Statistical principles of optimal decision-making in sports wagering

PLOS ONE

Dear Dr. Dmochowski,

Thank you for submitting your manuscript to PLOS ONE. After careful consideration, we have decided that your manuscript does not meet our criteria for publication and must therefore be rejected.

Specifically:

I am sorry that we cannot be more positive on this occasion, but hope that you appreciate the reasons for this decision.

Kind regards,

Olivier Bos

Academic Editor

PLOS ONE

Additional Editor Comments:

Dear author,

I have now heard back from an expert reviewer on your paper titled "Statistical Principles of Optimal Decision-Making in Sports Wagering." The reviewer expressed that the work does not adequately add to the existing literature on this topic. Given her/his expertise in the field I have decided to follow her/his recommendation.
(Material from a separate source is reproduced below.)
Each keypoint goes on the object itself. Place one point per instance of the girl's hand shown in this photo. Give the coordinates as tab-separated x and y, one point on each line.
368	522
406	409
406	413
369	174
The reviewer provided comments and suggestions which I believe will be valuable in improving your work and potentially finding a more suitable outlet for publication.

I regret to inform you of this disappointing decision. I wish you the best of luck with your research and future publications.

Sincerely,

Olivier Bos

[Note: HTML markup is below. Please do not edit.]

Reviewers' comments:

Reviewer's Responses to Questions

Comments to the Author

1. Is the manuscript technically sound, and do the data support the conclusions?
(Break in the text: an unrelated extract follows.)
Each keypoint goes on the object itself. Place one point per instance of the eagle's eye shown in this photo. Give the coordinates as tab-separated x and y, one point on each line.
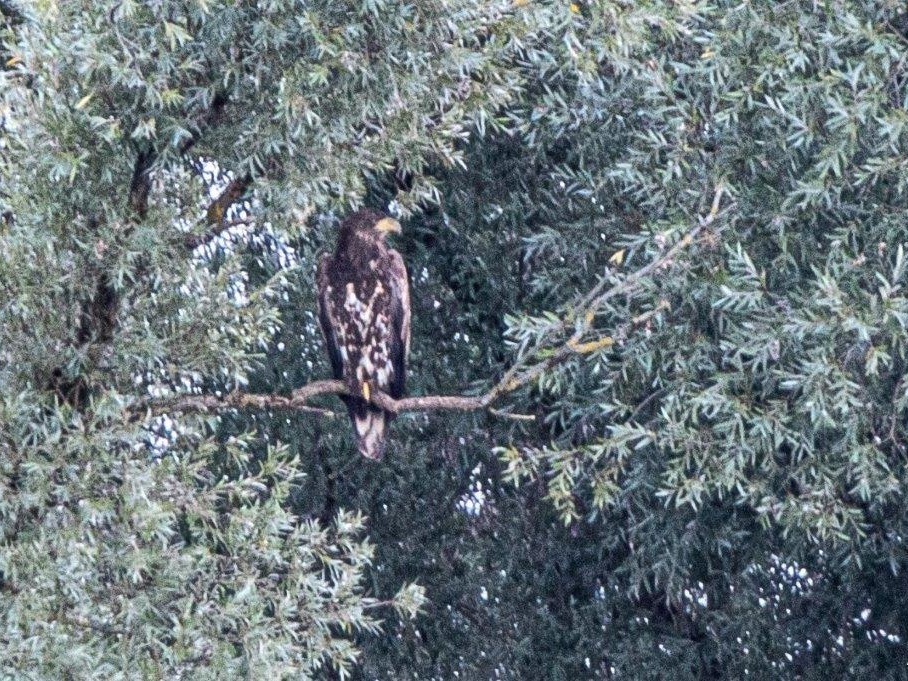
388	225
The manuscript must describe a technically sound piece of scientific research with data that supports the conclusions. Experiments must have been conducted rigorously, with appropriate controls, replication, and sample sizes. The conclusions must be drawn appropriately based on the data presented.

Reviewer #1: Partly

**********

2. Has the statistical analysis been performed appropriately and rigorously?

Reviewer #1: No

**********

3. Have the authors made all data underlying the findings in their manuscript fully available?

The PLOS Data policy requires authors to make all data underlying the findings described in their manuscript fully available without restriction, with rare exception (please refer to the Data Availability Statement in the manuscript PDF file). The data should be provided as part of the manuscript or its supporting information, or deposited to a public repository. For example, in addition to summary statistics, the data points behind means, medians and variance measures should be available. If there are restrictions on publicly sharing data—e.g. participant privacy or use of data from a third party—those must be specified.

Reviewer #1: Yes

**********

4. Is the manuscript presented in an intelligible fashion and written in standard English?
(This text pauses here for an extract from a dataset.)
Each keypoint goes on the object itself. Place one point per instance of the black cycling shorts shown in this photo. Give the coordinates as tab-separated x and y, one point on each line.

PLOS ONE does not copyedit accepted manuscripts, so the language in submitted articles must be clear, correct, and unambiguous. Any typographical or grammatical errors should be corrected at revision, so please note any specific errors here.

Reviewer #1: Yes

**********

5. Review Comments to the Author

Please use the space provided to explain your answers to the questions above. You may also include additional comments for the author, including concerns about dual publication, research ethics, or publication ethics. (Please upload your review as an attachment if it exceeds 20,000 characters)

Reviewer #1: Report on “Statistical Principles of Optimal Decision-Making in Sports Wagering”

This paper analyzes the efficiency of betting markets for American professional football games from 2002-2022. The analysis includes bets on the margin of victory (point spread) and on the total number of points scored.

In each case, bets are analyzed that are approximately even money bets. A casino specifies a point spread or point total, and the bettor can either choose the team to bet on (in the case of a point spread) or choose to bet that the total will higher or lower than the specified “over/under”. The most common arrangement is that a bettor wins the amount bet if they win but loses 1.1 times that amount if they lose. Therefore a bettor would need to win 11/21 = 0.524 or more of their bets over the long run to earn positive profits.

The analysis is conducted non-parametrically. Games are placed in bins according to their point spread and again according to their point totals. Assuming that a bin ends up containing 100 games or more, the paper calculates the 47.6th and 52.4th percentiles of the outcome distribution and compares them to the “consensus” point spread or point total offered by the casinos. This is equivalent to calculating the mean binary outcome for bets in each direction for the bin and comparing it to the profitability thresholds of 0.524 or 1 – 0.524 = 0.476.

The paper finds that many bins have sample means that are outside the 0.476 – 0.524 range (see Figure 2). It highlights this finding in the abstract: “approximately two-thirds of matches permit a positive expected profit (but only 43% for bets on point total).” Of course, sample means will vary around population means; with 100 binary outcomes, we would expect the difference between the sample mean and population mean to be approximately 0.5(1 – 0.5)/sqrt(100) = 0.05. There is no analysis of whether we can reject a null hypothesis that the population means fall within the 0.476 – 0.524 interval.

Put another way, in order for a bettor to have earned a positive profit, they would have had to know in advance of the sample period which specific bins would yield outcome probabilities below 0.476 or above 0.524. The statement that “approximately two-thirds of matches permit a positive expected profit” assumes an ability to cherry pick bins after the fact.

The general patterns in Figure 1, that home underdogs perform better relative to the point spread than home favorites and that outcomes tend to be less extreme than predicted by extreme over/unders, are well-documented in the literature. The literature in this area is quite vast (search “NFL betting” in Google Scholar to see what I mean). I do not find the incremental contribution of this paper to be compelling enough for PLOS-ONE.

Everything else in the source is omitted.